Regardless of efforts by Bush and McCain to escalate the war in Iraq, there's a growing contingent of Republican legislators who fear that the continued (and escalated) mess in Iraq may create catastrophic losses in 2008. Or so says Bob Novak in his latest Evans-Novak Political Report. (Via email, though it'll soon be posted at the winger site Human Events.)
- The debate inside the Republican Party is whether the mid-term election defeat was solely the result of unhappiness over Iraq or constituted deeper concern with the drift of the GOP, under both presidential and Congressional leadership. Defeated Republicans who put all of the blame on Iraq are infuriated by White House denials of this argument. In any event, we find widespread agreement among Republicans that U.S. troops must be leaving Iraq at the end of 2007 to avoid catastrophe in 2008.

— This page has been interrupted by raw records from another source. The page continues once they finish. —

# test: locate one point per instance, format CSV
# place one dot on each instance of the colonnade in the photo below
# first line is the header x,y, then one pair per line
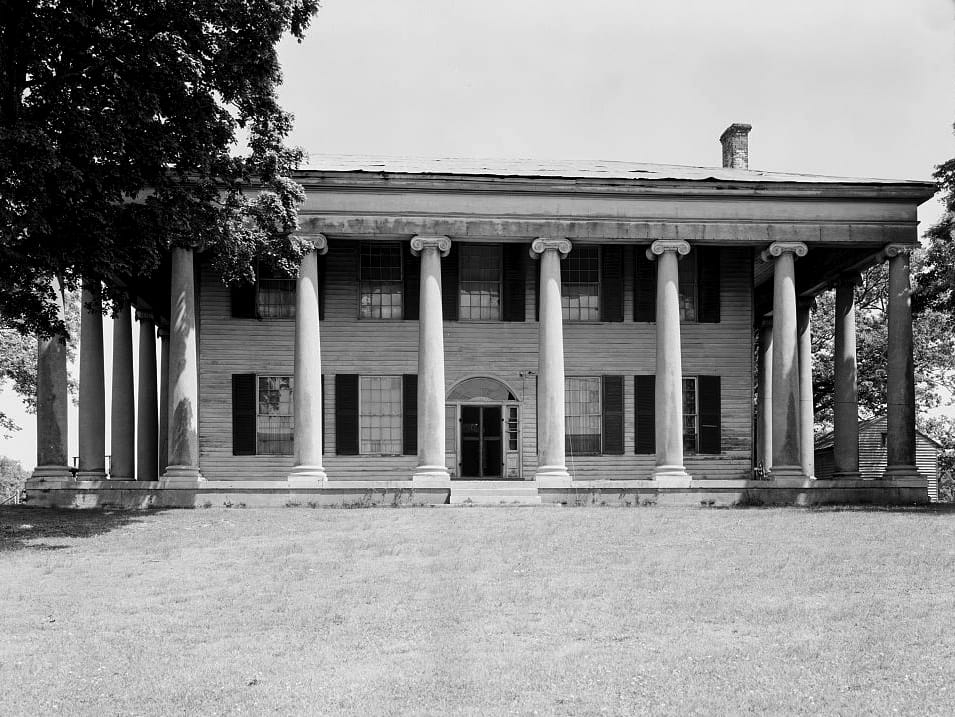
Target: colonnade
x,y
166,426
785,442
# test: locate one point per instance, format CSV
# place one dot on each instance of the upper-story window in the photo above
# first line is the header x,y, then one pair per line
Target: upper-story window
x,y
580,284
479,283
380,280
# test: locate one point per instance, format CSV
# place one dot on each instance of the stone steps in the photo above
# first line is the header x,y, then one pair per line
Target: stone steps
x,y
494,493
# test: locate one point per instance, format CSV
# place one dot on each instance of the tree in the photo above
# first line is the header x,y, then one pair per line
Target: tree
x,y
118,140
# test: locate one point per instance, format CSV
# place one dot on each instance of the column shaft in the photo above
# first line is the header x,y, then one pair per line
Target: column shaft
x,y
92,413
147,421
431,390
52,402
900,431
669,379
183,371
845,394
807,419
307,389
764,368
123,412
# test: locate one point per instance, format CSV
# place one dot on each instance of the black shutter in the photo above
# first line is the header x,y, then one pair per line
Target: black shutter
x,y
449,284
409,414
243,301
512,294
346,414
644,288
613,415
644,401
709,395
243,414
708,275
412,285
611,283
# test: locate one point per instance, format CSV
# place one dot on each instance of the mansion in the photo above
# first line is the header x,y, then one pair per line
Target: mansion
x,y
507,331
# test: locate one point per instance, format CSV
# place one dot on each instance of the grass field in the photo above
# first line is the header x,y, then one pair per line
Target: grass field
x,y
477,611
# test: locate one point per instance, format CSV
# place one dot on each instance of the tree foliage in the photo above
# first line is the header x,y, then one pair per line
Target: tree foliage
x,y
118,129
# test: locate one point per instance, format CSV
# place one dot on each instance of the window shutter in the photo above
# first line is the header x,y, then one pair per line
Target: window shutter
x,y
645,288
709,396
409,417
243,414
243,301
512,293
708,274
644,401
611,283
613,415
346,414
412,283
449,284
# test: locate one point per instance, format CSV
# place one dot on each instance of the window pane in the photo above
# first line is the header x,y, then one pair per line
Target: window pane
x,y
275,423
379,422
479,282
582,415
381,281
688,288
580,284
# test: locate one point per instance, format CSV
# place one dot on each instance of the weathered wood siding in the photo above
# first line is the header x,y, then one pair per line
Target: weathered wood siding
x,y
506,351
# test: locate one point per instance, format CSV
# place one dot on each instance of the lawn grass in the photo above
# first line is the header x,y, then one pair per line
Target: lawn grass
x,y
477,611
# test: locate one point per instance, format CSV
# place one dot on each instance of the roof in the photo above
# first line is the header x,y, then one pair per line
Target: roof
x,y
567,168
827,440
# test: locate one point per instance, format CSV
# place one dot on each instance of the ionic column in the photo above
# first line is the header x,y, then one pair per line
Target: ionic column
x,y
431,394
669,379
163,332
92,413
900,389
147,418
551,460
845,399
307,386
787,458
807,448
123,413
764,406
52,402
183,371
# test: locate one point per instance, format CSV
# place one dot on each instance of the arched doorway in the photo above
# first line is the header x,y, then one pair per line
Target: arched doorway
x,y
483,441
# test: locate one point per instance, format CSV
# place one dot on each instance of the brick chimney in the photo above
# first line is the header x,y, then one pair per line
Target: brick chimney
x,y
735,141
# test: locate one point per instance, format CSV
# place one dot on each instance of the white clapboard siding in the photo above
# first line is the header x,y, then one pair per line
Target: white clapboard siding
x,y
506,351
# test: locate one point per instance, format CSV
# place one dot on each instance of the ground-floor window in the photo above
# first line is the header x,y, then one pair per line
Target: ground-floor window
x,y
379,415
275,419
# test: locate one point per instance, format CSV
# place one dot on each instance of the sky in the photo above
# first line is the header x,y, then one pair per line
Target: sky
x,y
856,88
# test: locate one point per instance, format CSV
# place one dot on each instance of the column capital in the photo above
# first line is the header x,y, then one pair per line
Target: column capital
x,y
778,248
422,242
681,247
542,244
319,242
893,250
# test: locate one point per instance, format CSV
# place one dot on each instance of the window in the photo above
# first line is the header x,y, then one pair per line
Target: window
x,y
379,421
582,415
380,280
275,295
690,416
688,288
479,282
275,421
580,284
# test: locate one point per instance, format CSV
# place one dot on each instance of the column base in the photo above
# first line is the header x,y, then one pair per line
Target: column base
x,y
788,472
91,475
307,475
671,477
897,472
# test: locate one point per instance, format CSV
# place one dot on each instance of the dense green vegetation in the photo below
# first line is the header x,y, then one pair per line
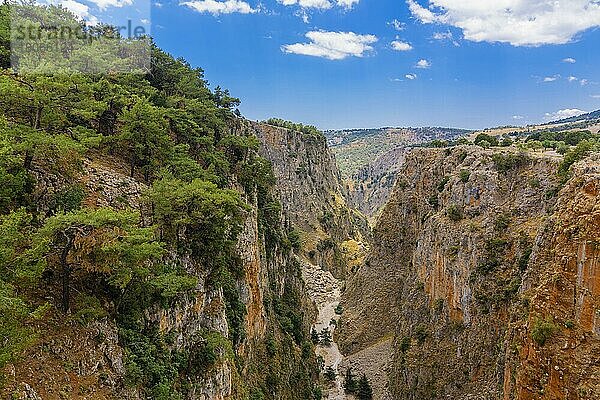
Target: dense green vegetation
x,y
62,255
308,130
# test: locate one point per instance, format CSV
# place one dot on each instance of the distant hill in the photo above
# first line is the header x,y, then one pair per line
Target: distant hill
x,y
370,158
584,117
357,148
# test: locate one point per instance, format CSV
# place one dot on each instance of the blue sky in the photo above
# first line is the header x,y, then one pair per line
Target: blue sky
x,y
463,63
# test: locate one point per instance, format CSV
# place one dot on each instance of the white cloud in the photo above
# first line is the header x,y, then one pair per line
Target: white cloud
x,y
551,78
562,114
399,45
518,22
219,7
332,45
319,4
104,4
80,10
442,35
423,64
399,26
347,3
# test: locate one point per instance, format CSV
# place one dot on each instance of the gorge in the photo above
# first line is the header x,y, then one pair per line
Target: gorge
x,y
155,244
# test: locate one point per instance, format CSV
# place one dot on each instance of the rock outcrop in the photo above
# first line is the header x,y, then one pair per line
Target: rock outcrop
x,y
483,273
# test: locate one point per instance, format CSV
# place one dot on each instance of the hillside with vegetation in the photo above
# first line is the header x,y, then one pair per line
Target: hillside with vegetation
x,y
144,252
370,158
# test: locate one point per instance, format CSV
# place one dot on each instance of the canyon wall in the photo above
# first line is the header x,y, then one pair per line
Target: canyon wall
x,y
481,279
268,353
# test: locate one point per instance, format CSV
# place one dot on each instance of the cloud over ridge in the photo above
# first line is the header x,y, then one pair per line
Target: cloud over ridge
x,y
518,22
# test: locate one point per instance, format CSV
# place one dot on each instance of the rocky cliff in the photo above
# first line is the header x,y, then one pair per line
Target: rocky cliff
x,y
258,336
480,283
334,235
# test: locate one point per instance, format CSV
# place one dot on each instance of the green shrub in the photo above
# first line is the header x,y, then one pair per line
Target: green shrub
x,y
484,137
294,237
455,213
507,162
88,309
434,201
502,222
442,184
543,330
421,334
465,175
405,344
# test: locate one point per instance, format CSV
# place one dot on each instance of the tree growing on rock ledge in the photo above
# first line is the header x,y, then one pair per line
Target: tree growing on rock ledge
x,y
364,392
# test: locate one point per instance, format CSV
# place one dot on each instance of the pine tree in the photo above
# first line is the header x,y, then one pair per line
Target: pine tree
x,y
330,374
350,384
365,392
314,336
325,337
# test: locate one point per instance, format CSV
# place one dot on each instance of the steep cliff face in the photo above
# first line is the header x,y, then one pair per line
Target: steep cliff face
x,y
333,235
482,279
370,187
249,339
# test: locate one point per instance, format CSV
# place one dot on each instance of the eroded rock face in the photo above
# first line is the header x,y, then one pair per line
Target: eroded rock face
x,y
473,257
313,198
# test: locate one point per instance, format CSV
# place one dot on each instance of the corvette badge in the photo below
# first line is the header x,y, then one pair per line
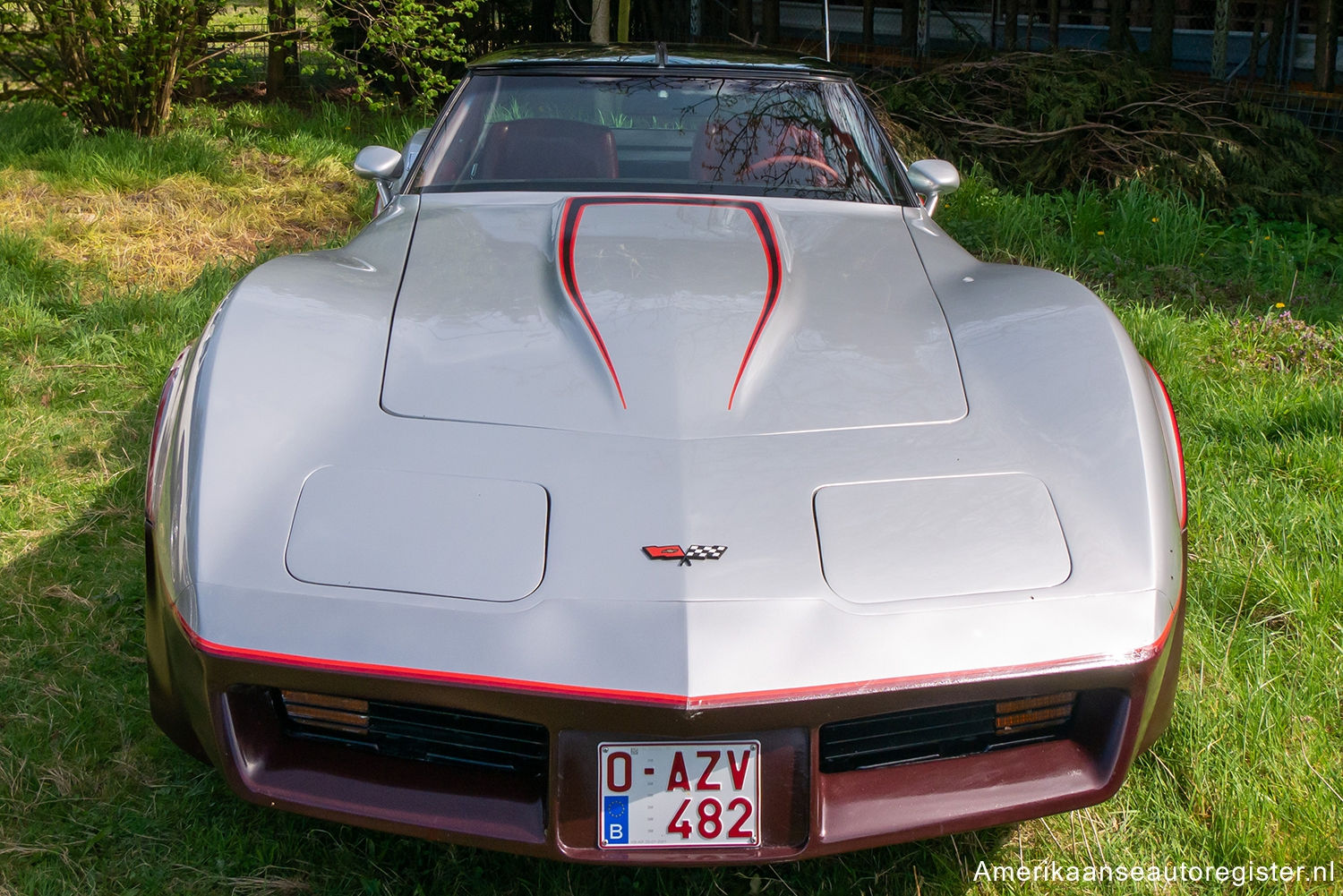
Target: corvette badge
x,y
693,552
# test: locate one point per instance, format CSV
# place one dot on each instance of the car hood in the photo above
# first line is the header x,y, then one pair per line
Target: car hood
x,y
668,317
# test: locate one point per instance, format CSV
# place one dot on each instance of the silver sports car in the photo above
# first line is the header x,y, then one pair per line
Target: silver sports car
x,y
654,482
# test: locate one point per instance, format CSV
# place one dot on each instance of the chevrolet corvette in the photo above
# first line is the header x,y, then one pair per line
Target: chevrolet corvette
x,y
654,482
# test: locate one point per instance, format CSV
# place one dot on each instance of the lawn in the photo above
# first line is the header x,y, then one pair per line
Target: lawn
x,y
115,250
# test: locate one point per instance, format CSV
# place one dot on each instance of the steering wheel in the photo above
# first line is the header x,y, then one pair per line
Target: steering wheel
x,y
827,174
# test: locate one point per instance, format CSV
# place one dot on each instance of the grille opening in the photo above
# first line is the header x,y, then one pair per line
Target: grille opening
x,y
943,732
415,731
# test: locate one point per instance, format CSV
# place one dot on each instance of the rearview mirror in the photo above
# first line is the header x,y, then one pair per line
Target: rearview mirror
x,y
381,166
934,177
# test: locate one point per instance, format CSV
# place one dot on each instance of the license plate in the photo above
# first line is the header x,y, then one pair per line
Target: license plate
x,y
679,794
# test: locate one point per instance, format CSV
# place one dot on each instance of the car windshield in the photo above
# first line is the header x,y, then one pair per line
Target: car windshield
x,y
658,132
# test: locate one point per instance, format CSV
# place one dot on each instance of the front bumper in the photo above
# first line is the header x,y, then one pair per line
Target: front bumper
x,y
223,708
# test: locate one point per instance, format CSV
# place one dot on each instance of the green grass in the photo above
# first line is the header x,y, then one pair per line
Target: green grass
x,y
94,799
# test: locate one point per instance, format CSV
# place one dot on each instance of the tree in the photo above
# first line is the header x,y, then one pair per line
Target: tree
x,y
113,62
405,47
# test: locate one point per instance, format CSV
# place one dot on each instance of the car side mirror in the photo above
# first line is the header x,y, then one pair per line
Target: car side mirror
x,y
934,177
383,166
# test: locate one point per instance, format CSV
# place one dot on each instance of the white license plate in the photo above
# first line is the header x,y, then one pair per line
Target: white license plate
x,y
679,794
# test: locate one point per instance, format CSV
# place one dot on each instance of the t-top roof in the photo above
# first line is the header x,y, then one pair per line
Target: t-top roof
x,y
654,55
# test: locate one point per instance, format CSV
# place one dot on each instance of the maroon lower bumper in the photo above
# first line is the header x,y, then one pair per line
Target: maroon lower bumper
x,y
227,710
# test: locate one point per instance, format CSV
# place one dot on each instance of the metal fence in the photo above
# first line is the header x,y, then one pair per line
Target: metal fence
x,y
1262,40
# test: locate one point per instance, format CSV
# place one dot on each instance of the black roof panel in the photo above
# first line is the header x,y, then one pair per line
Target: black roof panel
x,y
645,54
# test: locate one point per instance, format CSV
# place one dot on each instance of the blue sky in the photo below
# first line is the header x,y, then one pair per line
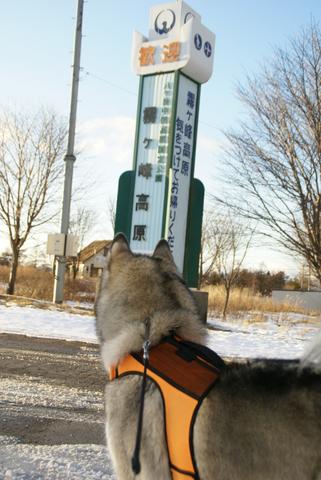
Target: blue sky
x,y
36,43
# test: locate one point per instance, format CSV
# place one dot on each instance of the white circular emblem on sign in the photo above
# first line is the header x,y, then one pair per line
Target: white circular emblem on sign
x,y
164,22
207,49
198,42
188,16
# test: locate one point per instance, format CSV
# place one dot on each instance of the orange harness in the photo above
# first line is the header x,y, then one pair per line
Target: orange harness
x,y
184,373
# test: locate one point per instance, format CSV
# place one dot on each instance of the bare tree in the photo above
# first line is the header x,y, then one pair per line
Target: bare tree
x,y
30,147
233,242
274,159
80,224
230,240
210,245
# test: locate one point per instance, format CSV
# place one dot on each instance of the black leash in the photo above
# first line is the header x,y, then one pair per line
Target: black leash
x,y
135,458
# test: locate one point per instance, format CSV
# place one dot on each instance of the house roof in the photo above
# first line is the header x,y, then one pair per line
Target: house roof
x,y
92,249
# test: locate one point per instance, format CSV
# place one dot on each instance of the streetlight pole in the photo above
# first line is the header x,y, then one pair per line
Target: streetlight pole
x,y
69,159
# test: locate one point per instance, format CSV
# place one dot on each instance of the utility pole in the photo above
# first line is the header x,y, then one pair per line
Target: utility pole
x,y
69,159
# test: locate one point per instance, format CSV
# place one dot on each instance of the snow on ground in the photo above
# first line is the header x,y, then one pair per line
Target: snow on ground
x,y
274,336
36,322
60,462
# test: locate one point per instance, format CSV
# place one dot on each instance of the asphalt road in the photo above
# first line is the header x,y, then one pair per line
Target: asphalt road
x,y
51,391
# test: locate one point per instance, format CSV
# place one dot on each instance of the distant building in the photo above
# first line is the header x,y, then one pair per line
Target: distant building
x,y
92,258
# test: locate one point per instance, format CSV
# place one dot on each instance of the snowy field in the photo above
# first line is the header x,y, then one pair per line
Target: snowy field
x,y
275,336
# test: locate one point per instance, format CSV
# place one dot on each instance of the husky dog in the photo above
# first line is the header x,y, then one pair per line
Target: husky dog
x,y
262,420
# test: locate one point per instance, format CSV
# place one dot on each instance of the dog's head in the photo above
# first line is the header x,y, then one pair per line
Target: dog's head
x,y
135,287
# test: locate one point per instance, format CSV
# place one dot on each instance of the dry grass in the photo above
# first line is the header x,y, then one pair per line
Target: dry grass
x,y
38,284
245,299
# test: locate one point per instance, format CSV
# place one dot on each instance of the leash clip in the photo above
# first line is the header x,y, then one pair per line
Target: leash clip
x,y
146,347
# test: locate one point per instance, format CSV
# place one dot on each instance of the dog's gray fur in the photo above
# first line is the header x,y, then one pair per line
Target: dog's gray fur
x,y
261,422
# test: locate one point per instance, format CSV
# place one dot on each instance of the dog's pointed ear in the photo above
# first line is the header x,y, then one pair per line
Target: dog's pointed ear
x,y
163,252
119,245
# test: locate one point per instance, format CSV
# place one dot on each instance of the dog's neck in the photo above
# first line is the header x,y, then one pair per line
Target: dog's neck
x,y
131,338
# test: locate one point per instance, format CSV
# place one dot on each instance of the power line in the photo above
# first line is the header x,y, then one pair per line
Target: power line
x,y
101,79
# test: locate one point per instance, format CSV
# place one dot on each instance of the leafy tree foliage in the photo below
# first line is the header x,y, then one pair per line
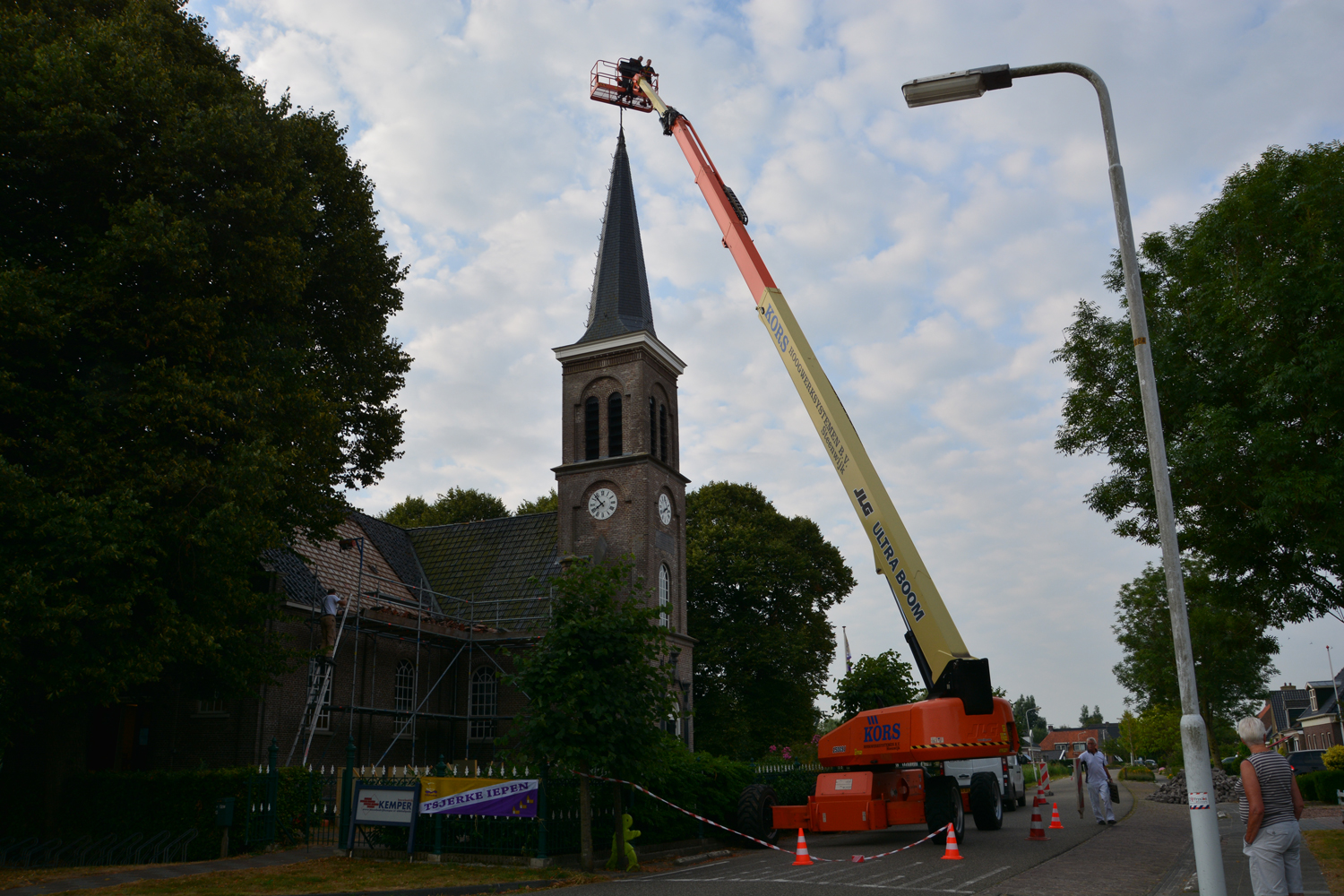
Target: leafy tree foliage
x,y
194,360
542,504
1037,719
1231,650
758,587
1246,314
599,681
879,681
454,505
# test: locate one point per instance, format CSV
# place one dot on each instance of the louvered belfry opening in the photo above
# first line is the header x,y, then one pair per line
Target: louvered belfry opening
x,y
620,300
615,444
591,437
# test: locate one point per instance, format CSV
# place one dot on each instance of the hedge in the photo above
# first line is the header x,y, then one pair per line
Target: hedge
x,y
1322,785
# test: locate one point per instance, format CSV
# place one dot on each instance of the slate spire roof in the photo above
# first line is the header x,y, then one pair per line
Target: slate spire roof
x,y
620,289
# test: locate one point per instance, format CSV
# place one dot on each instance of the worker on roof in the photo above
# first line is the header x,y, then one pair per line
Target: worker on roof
x,y
331,603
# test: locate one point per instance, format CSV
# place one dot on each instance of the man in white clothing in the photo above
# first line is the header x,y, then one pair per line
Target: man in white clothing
x,y
1097,777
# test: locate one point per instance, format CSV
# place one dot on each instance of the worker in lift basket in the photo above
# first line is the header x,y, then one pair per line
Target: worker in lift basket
x,y
1097,777
330,605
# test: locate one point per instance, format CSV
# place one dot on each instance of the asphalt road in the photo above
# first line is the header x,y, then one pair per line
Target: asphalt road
x,y
988,857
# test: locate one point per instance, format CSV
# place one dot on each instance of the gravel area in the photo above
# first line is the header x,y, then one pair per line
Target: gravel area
x,y
1174,791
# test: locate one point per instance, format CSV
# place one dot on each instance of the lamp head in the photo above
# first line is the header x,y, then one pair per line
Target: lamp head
x,y
956,85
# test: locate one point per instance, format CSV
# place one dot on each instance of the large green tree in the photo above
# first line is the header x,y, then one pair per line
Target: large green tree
x,y
874,683
758,587
454,505
1228,642
599,683
194,359
1246,319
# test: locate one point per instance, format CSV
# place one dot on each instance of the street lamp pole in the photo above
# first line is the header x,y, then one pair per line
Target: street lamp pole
x,y
1199,778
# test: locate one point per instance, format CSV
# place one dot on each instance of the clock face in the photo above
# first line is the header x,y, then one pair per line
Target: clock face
x,y
602,504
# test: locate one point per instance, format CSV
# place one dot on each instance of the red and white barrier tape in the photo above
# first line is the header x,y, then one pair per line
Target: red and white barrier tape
x,y
757,840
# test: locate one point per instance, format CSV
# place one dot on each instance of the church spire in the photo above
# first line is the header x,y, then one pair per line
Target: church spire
x,y
620,289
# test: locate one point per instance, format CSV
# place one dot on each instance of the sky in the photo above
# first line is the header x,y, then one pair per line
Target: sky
x,y
932,255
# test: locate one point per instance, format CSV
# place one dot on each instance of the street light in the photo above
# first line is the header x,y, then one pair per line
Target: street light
x,y
1199,778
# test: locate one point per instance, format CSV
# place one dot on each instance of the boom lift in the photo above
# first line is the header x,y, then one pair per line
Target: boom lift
x,y
961,719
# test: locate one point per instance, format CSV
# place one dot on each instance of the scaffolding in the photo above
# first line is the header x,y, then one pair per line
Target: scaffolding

- The decline in the polls of Sen. John McCain (R-Ariz.), as measured against Sen. Hillary Clinton (D-N.Y.), reflects more than declining Republican popularity nationally in the weeks after the election. It connotes public disenchantment with McCain's aggressive advocacy of a "surge" of up to 30,000 additional U.S. troops to Iraq. Unless the additional troops show immediate benefits, President George W. Bush's determination to put more boots on the ground is feared by Republicans as another political burden to bear.
If we were looking at this from a strictly political perspective, as Bush does, we'd be cheering his efforts to escalate the conflict. It's political poison for the GOP.
But I want my brothers and sisters in arms to come home as soon as possible, and I don't want more of them sent to Iraq in a pointless effort to bolster's Bush's manhood and McCain's quest for the nomination. That's what "supporting the troops" really looks like.
So with discontent within GOP ranks over escalation, coupled with increased opposition from the new Democratic Congress, and suddenly we have a real opportunity to prevent Bush and McCain from escalating their war.